As higher degrees of atrophy predicted postoperative hepatic insufficiency (area under the curve = 0.933; P < .001), the researchers determined the best cut-off value to predict postoperative hepatic insufficiency was 10%. Eighty-five patients exceeded the cut-off.

Risk factors for 10% or higher degree of atrophy after preoperative chemotherapy included seven or more cycles of preoperative chemotherapy compared with six or fewer (P = .004) and absence of bevacizumab in treatment (P = .018).

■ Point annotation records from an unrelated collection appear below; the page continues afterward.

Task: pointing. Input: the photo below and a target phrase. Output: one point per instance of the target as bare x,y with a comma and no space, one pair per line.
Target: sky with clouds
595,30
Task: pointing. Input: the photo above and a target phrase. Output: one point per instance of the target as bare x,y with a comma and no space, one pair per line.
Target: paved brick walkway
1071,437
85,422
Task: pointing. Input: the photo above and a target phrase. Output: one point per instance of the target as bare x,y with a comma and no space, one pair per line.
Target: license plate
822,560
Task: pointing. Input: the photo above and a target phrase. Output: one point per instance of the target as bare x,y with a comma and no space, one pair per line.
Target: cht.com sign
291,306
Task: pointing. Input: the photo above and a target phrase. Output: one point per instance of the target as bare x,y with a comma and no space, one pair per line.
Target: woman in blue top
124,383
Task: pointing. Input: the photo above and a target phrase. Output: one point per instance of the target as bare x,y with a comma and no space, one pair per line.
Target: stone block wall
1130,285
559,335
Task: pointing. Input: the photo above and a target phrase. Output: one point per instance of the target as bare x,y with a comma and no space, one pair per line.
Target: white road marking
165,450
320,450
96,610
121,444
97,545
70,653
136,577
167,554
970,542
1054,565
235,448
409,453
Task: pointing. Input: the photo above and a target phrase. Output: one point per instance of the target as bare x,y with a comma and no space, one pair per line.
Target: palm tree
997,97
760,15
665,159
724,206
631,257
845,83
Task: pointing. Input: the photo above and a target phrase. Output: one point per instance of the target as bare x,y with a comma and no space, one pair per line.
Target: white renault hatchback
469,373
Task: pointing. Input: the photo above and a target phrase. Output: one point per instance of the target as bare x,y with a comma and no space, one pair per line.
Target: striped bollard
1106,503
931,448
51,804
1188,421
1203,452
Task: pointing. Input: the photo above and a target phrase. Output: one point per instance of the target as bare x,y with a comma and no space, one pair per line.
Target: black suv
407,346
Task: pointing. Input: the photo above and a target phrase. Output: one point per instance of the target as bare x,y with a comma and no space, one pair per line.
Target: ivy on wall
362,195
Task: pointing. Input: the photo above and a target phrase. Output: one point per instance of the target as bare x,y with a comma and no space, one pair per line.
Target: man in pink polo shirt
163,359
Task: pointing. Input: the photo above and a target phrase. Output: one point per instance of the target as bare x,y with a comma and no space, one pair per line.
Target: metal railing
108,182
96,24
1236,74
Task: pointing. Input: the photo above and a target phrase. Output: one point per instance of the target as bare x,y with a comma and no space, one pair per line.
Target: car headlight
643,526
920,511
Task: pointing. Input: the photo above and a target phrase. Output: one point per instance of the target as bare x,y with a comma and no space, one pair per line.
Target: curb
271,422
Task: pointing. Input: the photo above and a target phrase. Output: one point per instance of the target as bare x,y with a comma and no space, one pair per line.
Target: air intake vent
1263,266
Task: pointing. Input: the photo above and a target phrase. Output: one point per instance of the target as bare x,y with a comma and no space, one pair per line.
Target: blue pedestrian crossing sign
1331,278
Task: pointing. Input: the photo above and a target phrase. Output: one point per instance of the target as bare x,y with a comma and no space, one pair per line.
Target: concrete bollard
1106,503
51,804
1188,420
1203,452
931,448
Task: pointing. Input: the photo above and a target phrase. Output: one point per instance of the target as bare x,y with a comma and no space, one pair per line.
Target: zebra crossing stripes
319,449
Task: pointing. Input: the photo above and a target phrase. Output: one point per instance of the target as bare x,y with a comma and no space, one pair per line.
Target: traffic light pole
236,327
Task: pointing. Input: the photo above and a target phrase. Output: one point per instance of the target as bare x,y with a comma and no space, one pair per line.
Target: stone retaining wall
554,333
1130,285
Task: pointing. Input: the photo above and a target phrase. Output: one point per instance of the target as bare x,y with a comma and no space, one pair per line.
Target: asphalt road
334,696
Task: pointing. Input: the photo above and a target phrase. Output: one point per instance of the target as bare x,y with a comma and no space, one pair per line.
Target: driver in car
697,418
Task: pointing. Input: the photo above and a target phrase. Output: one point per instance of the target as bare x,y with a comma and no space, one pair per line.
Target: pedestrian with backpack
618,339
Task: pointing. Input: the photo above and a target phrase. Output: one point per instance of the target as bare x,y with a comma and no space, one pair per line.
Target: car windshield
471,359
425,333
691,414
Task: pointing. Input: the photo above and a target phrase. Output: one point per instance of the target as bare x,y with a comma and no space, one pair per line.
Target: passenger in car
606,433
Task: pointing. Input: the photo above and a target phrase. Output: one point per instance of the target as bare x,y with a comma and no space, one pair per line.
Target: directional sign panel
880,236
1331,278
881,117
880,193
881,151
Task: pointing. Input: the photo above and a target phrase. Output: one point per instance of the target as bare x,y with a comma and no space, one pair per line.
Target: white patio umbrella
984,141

Twenty-six patients had instances of postoperative hepatic insufficiency. The risk factors for postoperative hepatic insufficiency included 30% or less standardized future liver remnant before preoperative chemotherapy (P = .019), APRI above 0.17 (P = .028), 10% or higher degree of atrophy (P < .001) and the undergoing major hepatic resection (P = .005).

“The current study evaluates a potential new predictor of postoperative outcome. The evaluation of atrophy is based on the sequential measurements of [total liver volume]. It is simple and unrelated to the duration of chemotherapy and the extent of resection,” the researchers concluded. “Furthermore, unlike functional tests such as portal vein embolization and indocyanine green clearance, it is based on [computerized tomography] only and does not require a separate procedure.” – by Talitha Bennett

Disclosure: The researchers report no relevant financial disclosures.